Wikipedia:Reference desk/Archives/Computing/2024 July 25

Computing desk
< July 24 << Jun | July | Aug >> Current desk >
Welcome to the Wikipedia Computing Reference Desk Archives
The page you are currently viewing is a transcluded archive page. While you can leave answers for any questions shown below, please ask new questions on one of the current reference desk pages.


July 25

edit

Are there apps or any software, that can identify one's accent?

edit

E.g, software that can identify a person's native language, when they are currently speaking in a non-native language (e.g. English), rather than in their native language we want to identify.

Yesterday, I presented this question at the language reference desk. However, no one has given me a positive answer yet, except for a possible direction via AI, but without a certain answer. 2A06:C701:7B31:C100:7D63:C50F:C3A5:9744 (talk) 10:18, 25 July 2024 (UTC)[reply]

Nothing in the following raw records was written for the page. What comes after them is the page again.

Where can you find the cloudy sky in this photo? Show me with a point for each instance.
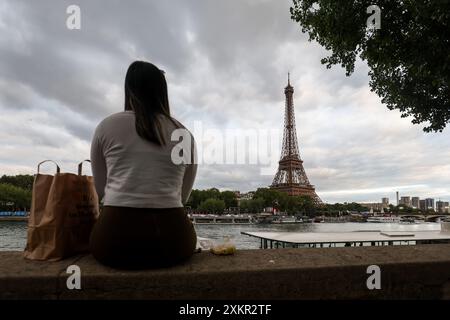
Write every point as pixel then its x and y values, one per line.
pixel 226 64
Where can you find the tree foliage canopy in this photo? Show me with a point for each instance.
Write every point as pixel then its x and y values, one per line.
pixel 408 57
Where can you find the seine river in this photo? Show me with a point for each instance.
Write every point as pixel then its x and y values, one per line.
pixel 13 234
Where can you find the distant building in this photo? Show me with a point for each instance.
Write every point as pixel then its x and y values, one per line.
pixel 429 204
pixel 375 206
pixel 442 206
pixel 405 201
pixel 415 202
pixel 422 205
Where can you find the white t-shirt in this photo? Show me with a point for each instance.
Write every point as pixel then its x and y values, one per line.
pixel 130 171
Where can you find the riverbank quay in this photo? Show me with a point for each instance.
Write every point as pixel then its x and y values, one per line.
pixel 406 272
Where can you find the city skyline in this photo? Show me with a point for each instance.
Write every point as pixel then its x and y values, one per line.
pixel 57 84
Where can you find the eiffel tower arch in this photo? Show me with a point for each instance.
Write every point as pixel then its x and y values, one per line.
pixel 291 176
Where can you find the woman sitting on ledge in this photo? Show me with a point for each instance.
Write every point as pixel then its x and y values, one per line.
pixel 143 223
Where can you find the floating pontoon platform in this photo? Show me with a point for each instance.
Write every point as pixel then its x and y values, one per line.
pixel 339 239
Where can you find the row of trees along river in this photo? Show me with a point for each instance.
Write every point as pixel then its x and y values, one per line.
pixel 15 194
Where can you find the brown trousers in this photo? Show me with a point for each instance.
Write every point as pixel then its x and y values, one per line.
pixel 138 238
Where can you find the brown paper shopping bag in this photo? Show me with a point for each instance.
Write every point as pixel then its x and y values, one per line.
pixel 64 209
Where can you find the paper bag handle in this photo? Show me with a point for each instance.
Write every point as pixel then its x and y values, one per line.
pixel 57 167
pixel 80 166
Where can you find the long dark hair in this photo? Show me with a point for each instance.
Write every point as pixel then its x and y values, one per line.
pixel 146 94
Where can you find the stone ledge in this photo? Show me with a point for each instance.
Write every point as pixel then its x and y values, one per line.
pixel 407 272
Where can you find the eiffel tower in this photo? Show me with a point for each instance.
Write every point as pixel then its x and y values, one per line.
pixel 291 177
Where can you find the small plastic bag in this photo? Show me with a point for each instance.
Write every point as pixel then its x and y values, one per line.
pixel 225 248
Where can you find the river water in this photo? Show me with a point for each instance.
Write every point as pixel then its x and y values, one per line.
pixel 13 234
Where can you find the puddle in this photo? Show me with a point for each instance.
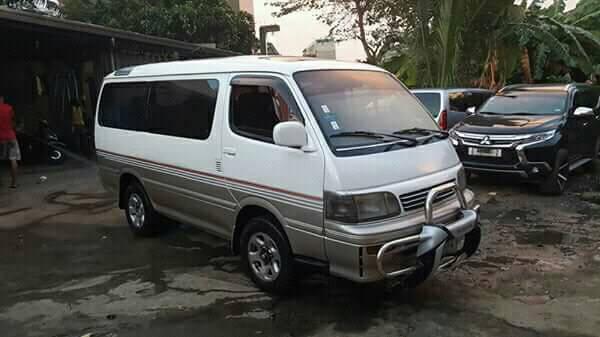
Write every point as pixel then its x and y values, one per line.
pixel 547 237
pixel 86 201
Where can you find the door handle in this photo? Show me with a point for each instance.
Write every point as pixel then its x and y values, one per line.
pixel 229 151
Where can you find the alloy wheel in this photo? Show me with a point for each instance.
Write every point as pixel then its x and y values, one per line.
pixel 264 257
pixel 137 213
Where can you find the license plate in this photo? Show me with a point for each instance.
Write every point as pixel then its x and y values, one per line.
pixel 453 246
pixel 485 152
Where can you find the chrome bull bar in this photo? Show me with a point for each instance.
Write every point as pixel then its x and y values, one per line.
pixel 433 236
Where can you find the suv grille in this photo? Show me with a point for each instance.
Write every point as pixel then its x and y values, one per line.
pixel 416 200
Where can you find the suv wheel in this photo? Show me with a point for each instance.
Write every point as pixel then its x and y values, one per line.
pixel 557 181
pixel 142 219
pixel 267 255
pixel 595 163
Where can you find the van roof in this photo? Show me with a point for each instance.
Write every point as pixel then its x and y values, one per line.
pixel 276 64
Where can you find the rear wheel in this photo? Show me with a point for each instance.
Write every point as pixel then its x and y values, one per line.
pixel 142 219
pixel 556 182
pixel 267 255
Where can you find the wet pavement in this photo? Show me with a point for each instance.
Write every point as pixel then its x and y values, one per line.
pixel 70 267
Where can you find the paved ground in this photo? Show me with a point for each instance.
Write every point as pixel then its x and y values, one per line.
pixel 69 267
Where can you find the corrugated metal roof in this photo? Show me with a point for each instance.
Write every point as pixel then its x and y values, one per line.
pixel 7 14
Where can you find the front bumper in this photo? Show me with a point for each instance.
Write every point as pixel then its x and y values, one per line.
pixel 527 161
pixel 405 255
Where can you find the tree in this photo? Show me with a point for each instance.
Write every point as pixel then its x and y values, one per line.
pixel 488 42
pixel 375 23
pixel 197 21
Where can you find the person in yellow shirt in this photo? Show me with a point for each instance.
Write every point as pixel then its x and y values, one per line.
pixel 77 124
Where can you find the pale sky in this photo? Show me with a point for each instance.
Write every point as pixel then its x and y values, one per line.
pixel 298 30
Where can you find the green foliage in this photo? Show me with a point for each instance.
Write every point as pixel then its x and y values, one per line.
pixel 491 42
pixel 197 21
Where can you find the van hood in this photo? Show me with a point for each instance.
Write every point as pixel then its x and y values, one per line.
pixel 350 174
pixel 509 124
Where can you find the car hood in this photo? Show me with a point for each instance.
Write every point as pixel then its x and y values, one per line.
pixel 494 124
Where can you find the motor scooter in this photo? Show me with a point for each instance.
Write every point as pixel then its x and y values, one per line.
pixel 45 146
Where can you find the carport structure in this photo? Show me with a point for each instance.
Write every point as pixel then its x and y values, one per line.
pixel 47 63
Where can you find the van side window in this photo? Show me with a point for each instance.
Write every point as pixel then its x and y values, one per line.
pixel 258 105
pixel 123 106
pixel 183 108
pixel 586 98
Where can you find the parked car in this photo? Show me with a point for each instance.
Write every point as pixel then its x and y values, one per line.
pixel 536 132
pixel 450 106
pixel 293 160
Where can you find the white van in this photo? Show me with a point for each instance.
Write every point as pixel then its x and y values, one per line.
pixel 328 163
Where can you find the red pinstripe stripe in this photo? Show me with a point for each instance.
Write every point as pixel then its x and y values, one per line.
pixel 248 183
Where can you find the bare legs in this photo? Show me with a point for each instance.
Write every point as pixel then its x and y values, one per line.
pixel 13 173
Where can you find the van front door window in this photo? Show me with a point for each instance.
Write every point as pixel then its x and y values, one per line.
pixel 257 107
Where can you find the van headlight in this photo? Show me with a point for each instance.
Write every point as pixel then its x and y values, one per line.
pixel 539 137
pixel 461 179
pixel 361 207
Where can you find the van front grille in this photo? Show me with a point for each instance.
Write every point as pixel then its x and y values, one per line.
pixel 416 200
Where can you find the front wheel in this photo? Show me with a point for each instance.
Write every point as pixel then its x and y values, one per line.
pixel 556 182
pixel 267 255
pixel 595 163
pixel 142 219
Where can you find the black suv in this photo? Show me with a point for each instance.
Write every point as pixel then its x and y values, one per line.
pixel 536 132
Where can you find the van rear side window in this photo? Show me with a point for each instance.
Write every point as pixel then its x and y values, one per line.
pixel 173 108
pixel 183 108
pixel 123 106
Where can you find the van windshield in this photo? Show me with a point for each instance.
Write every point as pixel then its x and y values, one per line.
pixel 526 103
pixel 362 112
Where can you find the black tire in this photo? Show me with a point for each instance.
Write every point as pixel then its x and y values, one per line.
pixel 594 165
pixel 557 181
pixel 263 229
pixel 141 217
pixel 421 274
pixel 55 157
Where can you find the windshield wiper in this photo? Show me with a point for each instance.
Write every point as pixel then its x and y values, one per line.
pixel 369 134
pixel 422 131
pixel 523 114
pixel 357 133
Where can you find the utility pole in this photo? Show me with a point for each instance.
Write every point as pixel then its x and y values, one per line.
pixel 263 30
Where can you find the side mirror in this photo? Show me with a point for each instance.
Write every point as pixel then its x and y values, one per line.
pixel 583 111
pixel 290 134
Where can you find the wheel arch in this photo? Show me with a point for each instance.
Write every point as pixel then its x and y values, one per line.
pixel 252 207
pixel 125 179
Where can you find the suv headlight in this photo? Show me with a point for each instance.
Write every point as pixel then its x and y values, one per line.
pixel 453 137
pixel 461 179
pixel 539 137
pixel 361 207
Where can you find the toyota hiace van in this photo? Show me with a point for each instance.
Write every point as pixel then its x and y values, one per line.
pixel 293 160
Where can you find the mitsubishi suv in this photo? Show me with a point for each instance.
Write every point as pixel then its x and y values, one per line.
pixel 539 133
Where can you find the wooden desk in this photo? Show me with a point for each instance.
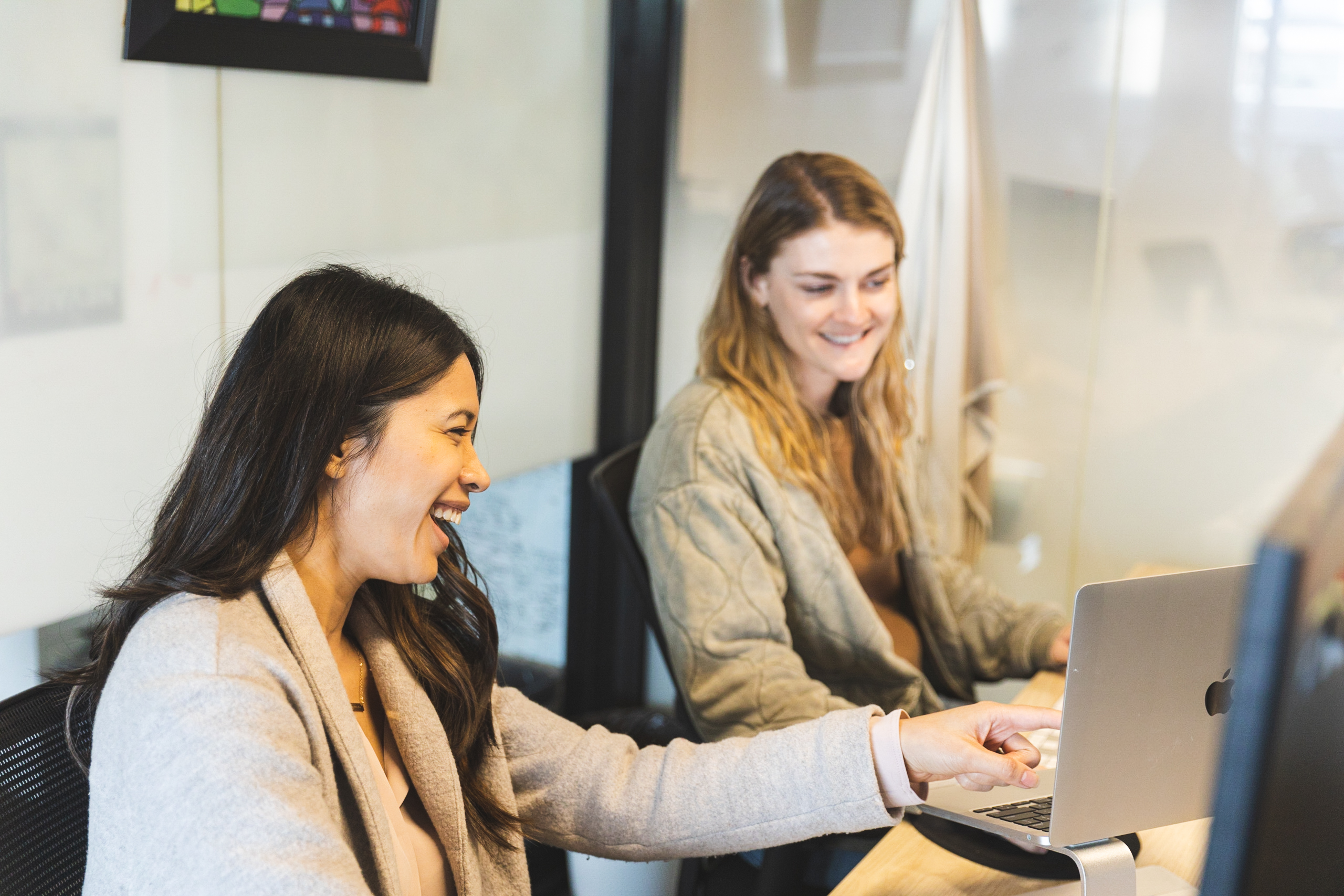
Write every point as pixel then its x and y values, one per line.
pixel 908 864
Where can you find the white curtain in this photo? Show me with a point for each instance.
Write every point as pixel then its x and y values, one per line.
pixel 953 269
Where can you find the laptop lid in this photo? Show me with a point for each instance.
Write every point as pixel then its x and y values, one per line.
pixel 1148 690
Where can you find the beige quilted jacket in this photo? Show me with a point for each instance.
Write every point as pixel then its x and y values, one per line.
pixel 765 621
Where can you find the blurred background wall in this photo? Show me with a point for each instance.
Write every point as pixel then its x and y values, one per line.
pixel 148 210
pixel 1174 333
pixel 1172 174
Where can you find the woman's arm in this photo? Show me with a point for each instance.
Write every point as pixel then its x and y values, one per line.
pixel 719 585
pixel 593 792
pixel 1003 638
pixel 597 793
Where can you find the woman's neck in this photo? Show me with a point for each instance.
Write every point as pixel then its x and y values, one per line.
pixel 331 587
pixel 815 387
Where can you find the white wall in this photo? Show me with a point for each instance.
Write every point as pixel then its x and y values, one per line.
pixel 1170 425
pixel 483 186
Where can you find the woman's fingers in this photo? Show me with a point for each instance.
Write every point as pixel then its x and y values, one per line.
pixel 964 743
pixel 973 782
pixel 1018 747
pixel 998 769
pixel 1009 719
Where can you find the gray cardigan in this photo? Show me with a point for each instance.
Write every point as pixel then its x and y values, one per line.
pixel 765 620
pixel 226 761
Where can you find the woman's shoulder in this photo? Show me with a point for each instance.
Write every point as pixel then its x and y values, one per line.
pixel 200 636
pixel 699 436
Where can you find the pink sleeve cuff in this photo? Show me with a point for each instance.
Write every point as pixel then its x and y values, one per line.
pixel 890 763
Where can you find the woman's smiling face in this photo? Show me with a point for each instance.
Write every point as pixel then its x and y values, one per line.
pixel 832 293
pixel 383 504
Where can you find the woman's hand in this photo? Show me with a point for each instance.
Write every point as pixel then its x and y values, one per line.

You received a comprehensive answer at the language desk. The answer is no. Shantavira|feed me 11:48, 25 July 2024 (UTC)[reply]
AI is used for pattern matching and classification. If there is some pattern that classifies speech as having a specific accent, AI can identify the pattern and classify the accent. AI is not magic. It won't do any more than identify a pattern using one of the many methods of pattern matching and then classify using one of the many ways of clustering and classification. 75.136.148.8 (talk) 12:12, 25 July 2024 (UTC)[reply]
A more precise answer is that no respondent here is aware of the existence of such an app. Perhaps the NSA has developed one but is keeping it under wraps. If so, how would we know?  --Lambiam 13:33, 25 July 2024 (UTC)[reply]
It is likely that, for the moment, it is far easier and cheaper to employ non-Artificial Intelligences, i.e. people, with linguistic expertise that enables them to make such identifications. This of course would only apply to specific instances – an AI-like application would be needed for automatic surveillance on a mass scale. {The poster formerly known as 87.81.230.195} 94.2.67.235 (talk) 00:18, 28 July 2024 (UTC)[reply]
People on Hugging Face have created some accent related models but putting that into some piece of software you can use will be a very much do-it-yourself task. Models found there also have rather variable quality, most of them are research projects not intended for wider consumption. With enough data, classifying existing accents in order to infer other accents should be possible. But, speaking anecdotally as someone who grew up in world cities, the way someone learns a language hugely influences their accent... possibly about equally to the languages they spoke before that, and the possibility for error is huge.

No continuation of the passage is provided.